2 Mayıs 2018 Çarşamba

PSİKOLOJİK SAVAŞ


           Estetik değilim sürekli duygularıma olta sallayan bir insan pozisyonundayım. Beni ya güzelleştirecek ya da çirkinleştirecek duygularım. Aceleci oluşumdan duygularımı akıl süzgecinden geçiremediğimden elimden kaçırdığım güzel duygularım ve yakaladığım kötü duygularım var. Bu kritik ayar tablosunu bir türlü oluşturamadım. İşte bütün mesele bu çok esrarlı bu karışım tablosunda. Bu karışıklığı bir düzene sokmak bir makinenin montajını tamamlamaya benziyor. Bunun ustası kim? Ben olsaydım cesaretle atılırdım bu makineyi tamir etmeye ben de cesaret hiç yok. Hem de ceryan çarpar iyi ve kötü huyların sinir uçları birbirine temas ettiği an zıt kutupların sigortaları attırması gibi işim biter. Birden öfke patlamasına dönüşürüm.
           Yine bildik kılıfını giyinmiş üzerindeki abası kendisinden hoşnutluğu ve çekiciliği kaldırırken. Bir elbise diker gibi kendime kılıf dikmek isterdim ama gerçekten istiyor muyum? Onu da bilmiyorum. Hep aynı duruş, aynı pozisyon, aynı hal, olmaz, olmaz sonuçta sen bir insansın, doğal içinden geldiği gibi samimi olmalısın. Sermelisin kendini saklamamalısın. Kendimi tanıtma isteği, tutkularımı, sırlarımı, fikirlerimi merakımı acılarımı itilişlerimi horlanmalarımı yalnızlığımı, sahipsiz duygularımı bir bütün olarak anlatmalısın kendini.
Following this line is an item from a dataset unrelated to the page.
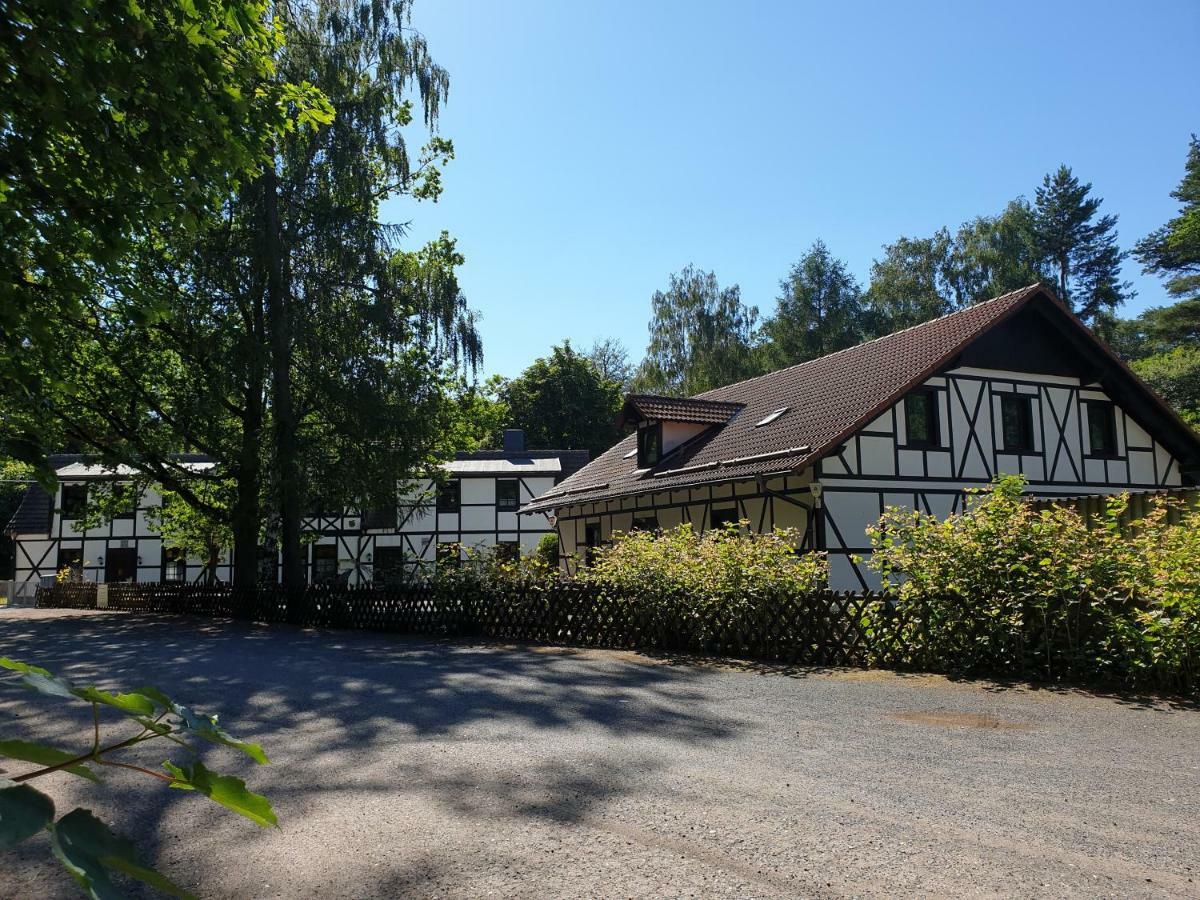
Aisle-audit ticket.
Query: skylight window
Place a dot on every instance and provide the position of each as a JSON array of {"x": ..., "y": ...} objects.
[{"x": 772, "y": 418}]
Bazen öfke bazen kin bazen romantik ve coşku doluyum, bazen müzik ritmine kendimi kaptırır bazen de hayallerle dolarım. Bazen bir rüzgar esintisi kadar hızlı bazen yaşama sevinci ile dopdolu. Duygularımın sınırında her şey anlık bir zaman dilimi içinde akıl ve duygunun ateşli dansında. İyi huylarımla kötü huylarım benim bedenimde at koşturur artık hangisi galip gelirse, hangisi dengeyi sağlarsa. Duygu mu kazanacak? Yoksa akıl mı? Zafer kimin olacak? Ya kalp bu senfoniye eşlik ederse öteden beri sürüp giden bu çatışmada bu savaşın kazananına çok az rastlanır gibi ise de savaşları hep devam edecek. Psikolojik savaş.